GeoTrust: Improving Sharing and Reproducibility of Geoscience Applications
Dr. Tanu Malik
School of Computing - DePaul University
A critical barrier to achieving the vision of cross-disciplinary science is that of scientific reproducibility - the ability to independently verify the work of other scientists. A major obstacle to achieving scientific reproducibility is the lack of appropriate incentives for sharing code and data. But, even when incentives for sharing code and data exist, it is extremely challenging to verify and validate modern science which is decidedly computational and data- intensive.

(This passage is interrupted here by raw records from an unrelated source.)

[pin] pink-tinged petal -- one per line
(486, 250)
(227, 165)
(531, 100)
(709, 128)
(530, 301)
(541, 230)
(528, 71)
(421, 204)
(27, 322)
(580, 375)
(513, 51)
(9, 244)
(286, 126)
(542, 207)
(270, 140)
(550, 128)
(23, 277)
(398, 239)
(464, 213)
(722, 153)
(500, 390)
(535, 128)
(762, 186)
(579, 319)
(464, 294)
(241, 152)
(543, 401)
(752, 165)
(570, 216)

In this talk I will present the NSF EarthCube - funded GeoTrust project that will establish trust in scientific results by making them easy to share, reproduce and verify. GeoTrust builds upon the novel concept of a 'scinuit', a self-contained package that includes all data elements associated with an instance (run) of a computational experiment, including input files, parameter files, the mode executable and any associated libraries, and all output files (results) produced. It is developing and establishing a reproducible research framework consisting of client tools and hosted servers, which will automatically create and host sciunits of computational experiments and their associated scientific results. Verifiable results will be associated with 'stamps of reproducibility', establishing community recognition of verified computational experiments. The talk will describe the reproducible research framework in the context of geoscience use cases and community infrastructures.